Seguimos en Europa, donde no existe lo único sino el suceso. Por ello, cualquier esperanza queda arrasada por el sarcasmo; y las singularidades, condenadas al terrorismo.

Mientras los migrantes sueñan con Europa, Europa se ha convertido en una región a la deriva para los europeos, que permanecen a flote "abrazando a nada". Los clichés, los prejuicios y todo aquello permitido -o tolerado- por la economía comunitaria enraízan en una población que, carente de referentes libres de manipulaciones, termina por pudrirse, plagando el continente con una fauna anónima que apenas poseen nombre de pila y con quienes resulta muy difícil comulgar: parejas disfóricas, psicópatas xenófobos, exmaridos asesinos...

En este su espectáculo más reciente, Íñigo Guardamino vuelve a presentar una sucesión de cuadros de distintas intensidades y extensión que se entreveran sin orden aparente para epatar a un espectador preocupado por la actualidad del país y europea. La dramaturgia de este autor presume de una intencionalidad cercana a la de Esteve Soler en sus heptalogías e imprime a las noticias una media sonrisa socarrona o un giro extra que no pretende superar una realidad ya de por sí pasada de vueltas, sino acercárnosla desde un punto de vista diferente al habitual.

No existe lo único sino el suceso, decía, y Guardamino nos presenta a Europa como una inabarcable concatenación de sucesos donde no se nos permite simpatizar con los protagonistas. Así mismo, como en Auto de los inocentes, reaparece la ablación como monólogo de dolor en boca de una mujer, en este caso interpretado por Sara Moraleda. Y como en susodicha obra, una vez más son los inocentes quienes tendrían tanto que decir y callan o son acallados; todo ello contemplado por la mítica Europa y un toro blanco que es Zeus, quien no puede más que entristecerse.
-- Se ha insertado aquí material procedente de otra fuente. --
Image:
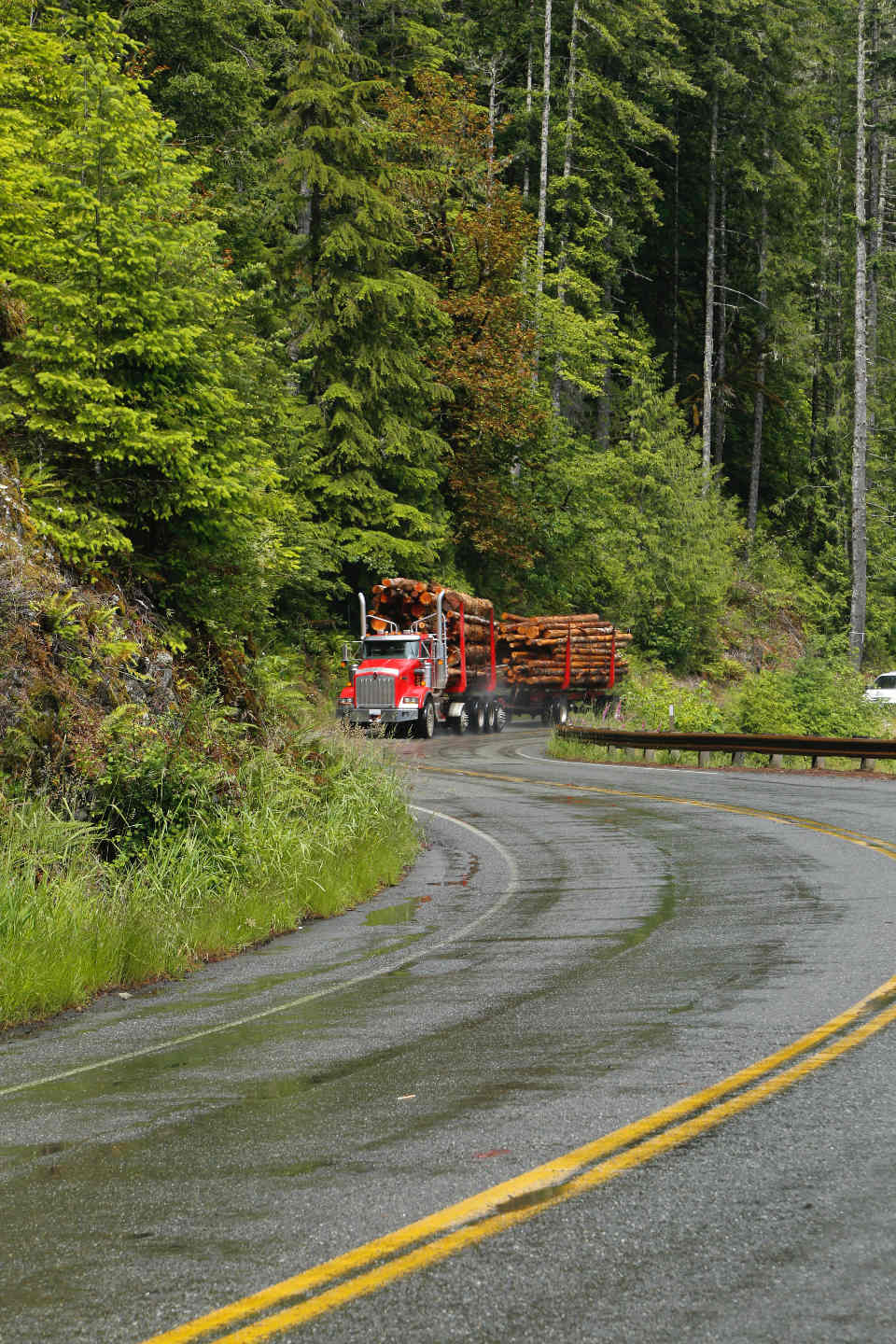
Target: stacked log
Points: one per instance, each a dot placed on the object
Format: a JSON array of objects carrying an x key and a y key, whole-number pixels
[
  {"x": 535, "y": 650},
  {"x": 407, "y": 601}
]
Las actuaciones de los cuatro intérpretes, Sara Moraleda, Rodrigo Sáenz de Heredia, Fernando Sainz de Maza y Gemma Solé, cumplen con creces las expectativas aunque, como en todo suceso, nos recuerdan que más que personajes interpretan hechos; en este caso, palabras convertidas en hechos. Como anotación al margen, comentar que el ambigú del teatro es un espacio con el que hay que lidiar y, a pesar de los talentos del iluminador Pedro Guerrero y del escenógrafo Alessio Meloni, hay momentos en los que la plástica y las acciones se resienten y se subyugan ante un texto urgente, prioritario e imponderable.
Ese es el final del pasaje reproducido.